What you need to know about this epic is that the world in which Belinda lives is a complete fairy tale. Her days consist of putting on makeup for three hours, playing cards, and drinking coffee. Belinda believes these things of trivial importance are of great importance to one's life. Everyone in this society takes his or her pleasure more seriously then anything else. .
Belinda is caught up in uninvited entry into personal space, an "intrusion" one might say. The problem of the poem becomes Belinda's overreaction to the lock of hair. Pope is blaming Belinda not for her reaction, but for her reason. Her reason, of course, being vanity. Belinda believes it has altered her beauty, yet she cannot see that the lock of hair has no value other than a meaning of her superficial beauty.
I believe Pope's reason for this satire was because of his political views towards society. The man just did not like what was going on around him. Pope uses this mock epic as a way to satirize his society. Pope makes everything ordinary appear extraordinary and emotional with the use of rhyming couplets, in order to reveal the truth.

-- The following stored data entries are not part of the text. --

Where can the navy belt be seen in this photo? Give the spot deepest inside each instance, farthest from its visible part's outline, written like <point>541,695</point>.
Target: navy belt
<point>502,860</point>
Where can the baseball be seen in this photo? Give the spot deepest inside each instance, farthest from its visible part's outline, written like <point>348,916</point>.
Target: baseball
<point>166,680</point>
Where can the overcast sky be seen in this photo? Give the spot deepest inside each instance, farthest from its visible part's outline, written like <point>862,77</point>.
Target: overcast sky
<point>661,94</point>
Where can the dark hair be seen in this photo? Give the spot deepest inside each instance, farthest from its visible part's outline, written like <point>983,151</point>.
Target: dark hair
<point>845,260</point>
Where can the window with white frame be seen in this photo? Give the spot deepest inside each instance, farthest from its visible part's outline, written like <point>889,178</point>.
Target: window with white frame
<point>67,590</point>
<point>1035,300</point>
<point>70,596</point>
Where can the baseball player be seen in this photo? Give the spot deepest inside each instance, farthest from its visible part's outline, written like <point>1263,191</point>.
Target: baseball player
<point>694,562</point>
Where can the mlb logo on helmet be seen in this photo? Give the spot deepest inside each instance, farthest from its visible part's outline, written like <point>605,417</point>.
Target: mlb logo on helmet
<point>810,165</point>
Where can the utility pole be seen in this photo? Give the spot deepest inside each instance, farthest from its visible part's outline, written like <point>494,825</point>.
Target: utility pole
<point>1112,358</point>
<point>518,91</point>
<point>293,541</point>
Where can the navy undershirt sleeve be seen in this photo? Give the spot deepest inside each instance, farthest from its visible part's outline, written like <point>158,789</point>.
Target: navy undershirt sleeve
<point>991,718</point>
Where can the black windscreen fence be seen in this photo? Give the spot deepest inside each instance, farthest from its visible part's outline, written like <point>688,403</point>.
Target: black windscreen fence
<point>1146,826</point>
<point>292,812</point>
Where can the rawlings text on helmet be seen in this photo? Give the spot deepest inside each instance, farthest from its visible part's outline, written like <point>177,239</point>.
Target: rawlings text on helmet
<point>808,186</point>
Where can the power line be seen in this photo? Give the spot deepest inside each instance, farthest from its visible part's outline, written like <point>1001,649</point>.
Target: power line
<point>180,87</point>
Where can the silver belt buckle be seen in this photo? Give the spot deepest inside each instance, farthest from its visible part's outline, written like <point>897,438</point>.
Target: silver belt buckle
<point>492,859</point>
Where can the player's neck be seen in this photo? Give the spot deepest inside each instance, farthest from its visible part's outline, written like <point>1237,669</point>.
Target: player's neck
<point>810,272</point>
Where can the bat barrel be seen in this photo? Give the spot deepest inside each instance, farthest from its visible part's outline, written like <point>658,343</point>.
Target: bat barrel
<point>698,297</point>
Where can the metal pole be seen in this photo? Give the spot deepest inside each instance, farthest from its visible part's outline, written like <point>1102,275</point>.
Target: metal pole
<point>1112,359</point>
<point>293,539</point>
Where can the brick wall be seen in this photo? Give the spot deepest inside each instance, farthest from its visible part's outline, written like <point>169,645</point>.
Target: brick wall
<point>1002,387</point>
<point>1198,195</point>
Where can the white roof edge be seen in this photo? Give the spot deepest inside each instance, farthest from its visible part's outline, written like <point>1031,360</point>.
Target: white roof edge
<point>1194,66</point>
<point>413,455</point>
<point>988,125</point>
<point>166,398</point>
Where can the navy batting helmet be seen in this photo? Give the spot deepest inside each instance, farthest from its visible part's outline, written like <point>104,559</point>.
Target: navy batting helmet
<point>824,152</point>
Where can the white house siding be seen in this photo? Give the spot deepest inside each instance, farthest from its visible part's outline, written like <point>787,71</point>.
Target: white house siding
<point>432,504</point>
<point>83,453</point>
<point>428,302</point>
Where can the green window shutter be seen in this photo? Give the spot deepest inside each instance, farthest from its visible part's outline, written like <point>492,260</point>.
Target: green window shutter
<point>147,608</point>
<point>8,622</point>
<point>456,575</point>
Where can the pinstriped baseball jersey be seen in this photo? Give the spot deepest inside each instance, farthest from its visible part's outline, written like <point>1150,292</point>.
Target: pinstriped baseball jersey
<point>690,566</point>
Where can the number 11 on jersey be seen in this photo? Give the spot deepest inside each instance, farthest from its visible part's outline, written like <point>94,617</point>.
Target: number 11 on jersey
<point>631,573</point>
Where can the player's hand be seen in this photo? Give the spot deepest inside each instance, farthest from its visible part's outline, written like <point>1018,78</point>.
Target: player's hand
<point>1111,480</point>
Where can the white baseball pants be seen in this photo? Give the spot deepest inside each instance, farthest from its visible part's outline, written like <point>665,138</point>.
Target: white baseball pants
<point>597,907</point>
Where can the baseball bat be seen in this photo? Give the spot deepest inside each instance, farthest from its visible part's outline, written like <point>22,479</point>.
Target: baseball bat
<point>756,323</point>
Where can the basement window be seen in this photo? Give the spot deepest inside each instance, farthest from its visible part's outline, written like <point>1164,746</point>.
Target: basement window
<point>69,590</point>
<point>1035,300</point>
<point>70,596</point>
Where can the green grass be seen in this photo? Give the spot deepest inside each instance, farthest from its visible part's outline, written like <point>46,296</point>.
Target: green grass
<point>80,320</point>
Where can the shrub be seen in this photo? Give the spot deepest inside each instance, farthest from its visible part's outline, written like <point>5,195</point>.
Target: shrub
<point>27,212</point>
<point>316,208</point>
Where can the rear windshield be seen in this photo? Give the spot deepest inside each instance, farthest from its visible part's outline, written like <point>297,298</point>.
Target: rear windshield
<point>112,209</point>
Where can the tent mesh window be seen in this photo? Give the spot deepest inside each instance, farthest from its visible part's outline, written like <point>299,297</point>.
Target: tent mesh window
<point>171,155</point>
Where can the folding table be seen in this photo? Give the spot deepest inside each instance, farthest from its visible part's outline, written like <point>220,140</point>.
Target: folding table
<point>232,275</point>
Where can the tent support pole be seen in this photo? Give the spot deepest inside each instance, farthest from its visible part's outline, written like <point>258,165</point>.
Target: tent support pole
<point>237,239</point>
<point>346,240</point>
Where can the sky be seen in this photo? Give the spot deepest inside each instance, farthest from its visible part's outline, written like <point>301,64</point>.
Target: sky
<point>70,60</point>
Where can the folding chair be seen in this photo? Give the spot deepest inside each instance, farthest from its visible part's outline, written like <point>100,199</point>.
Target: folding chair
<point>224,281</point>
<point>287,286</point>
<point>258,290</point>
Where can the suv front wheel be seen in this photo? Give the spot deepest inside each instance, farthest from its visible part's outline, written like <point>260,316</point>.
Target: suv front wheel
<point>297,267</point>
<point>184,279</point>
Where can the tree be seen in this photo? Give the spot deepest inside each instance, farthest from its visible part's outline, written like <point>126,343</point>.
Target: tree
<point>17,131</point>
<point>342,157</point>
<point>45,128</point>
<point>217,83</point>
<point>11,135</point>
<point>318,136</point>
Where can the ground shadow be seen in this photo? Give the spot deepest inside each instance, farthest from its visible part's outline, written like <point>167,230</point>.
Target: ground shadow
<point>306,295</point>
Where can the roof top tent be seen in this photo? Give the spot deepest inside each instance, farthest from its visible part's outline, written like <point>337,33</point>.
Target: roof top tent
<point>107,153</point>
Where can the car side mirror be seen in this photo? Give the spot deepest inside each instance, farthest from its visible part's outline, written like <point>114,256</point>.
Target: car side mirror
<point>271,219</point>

Rhythm is an essential of all poetry. It creates tension, release, and helps us associate ideas because two words become linked. Pope's Rape of the Lock follows this to a great extent. The pattern of the rhyme scheme is aabb, meaning there is end rhyme. End rhyme is a rhyme occurring in the last word or syllable of one line with that of the next line. These words have both feminine and masculine rhyme variants that are multi-syllabic. These words are not homonyms or opposites. They are nothing of this sort. Yet these words are a form of eye rhyme, which is words that are similar in spelling but different in the way they are pronounced. There is no reverse rhyme, repeating vowel sounds, and no para-rhyme, which is beginning and end of words rhyme in consonants with different vowels in between.